Dr. Seuss admitted that the book was propaganda, but that word just means persuasive speech, and there are somethings a human should not be objective about. To look at the earth objectively, which means without value, without reverence, without allegiance, means to be a stunted human being.

Dr. Seuss was attempting to give a parable whose truth is much needed today. He showed how the capititalist world view begins as an alienation, becomes an addiction and ends as a trance.

When we think of nature as property without intrinsic value, we become alienated from our own roots into nature. Like Woody Allen said, “I love nature I just don’t want any of it on me.”  Although we cannot eat or love the artificial symbols of value, and although they cannot nurture our bodies or our souls, we come to value them over the realities for which they stand.
Then capitalism becomes a kind of addiction. Because tokens of value cannot truly meet our needs, our appetites become insatiable. In the book, Truffala trees are chopped down to make a vague product called a “thneed” which is promoted as “what everyone needs.” The business must be “biggered” and “biggered.” Jesus made the same point by telling a parable of a rich man who had so much wealth that he sold everything to build a massive barn and died before he could fill it. While our natural needs can be satisfied, our greed for their replacements knows no bounds.

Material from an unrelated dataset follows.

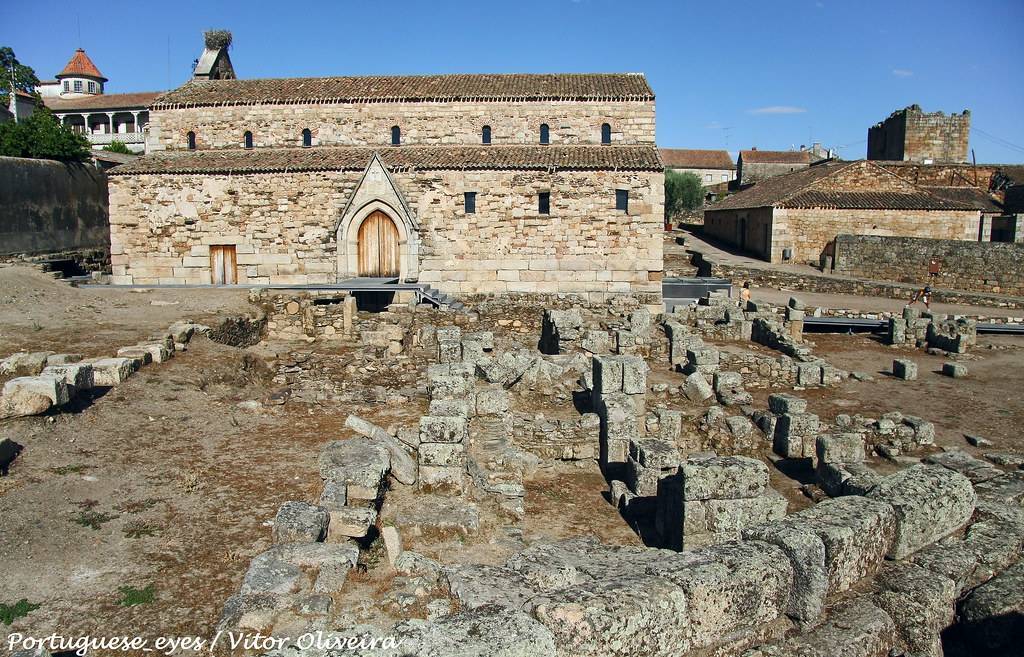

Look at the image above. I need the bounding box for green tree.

Finally, Capitalism becomes a kind of trance. We see persons and nature only for their exchange value. It does not bother us that some are born into wealth and others into poverty. We now see human worth not as intrinsic but as just another commodity. We only move to save the earth or human lives if we can find a profit motive in it. Even the movie, “The Lorax” was used to sell SUV’s and a plastic action figures of the Lorax that will pollute the earth for which he supposedly advocates. In a capitalist trance, even an anti-capitalist message becomes a commodity to be bought and sold.

So Dr. Seuss calls us to plant Truffula seeds, and Jesus tells us to consider birds of the air. Both of which are calls back into nature. Jesus says to “seek first God’s kindom,” which I think means something like Albert Einstein’s admonition, “Our task must be to free ourselves… by widening our circle of compassion to embrace all living creatures and the whole of nature and it’s beauty.”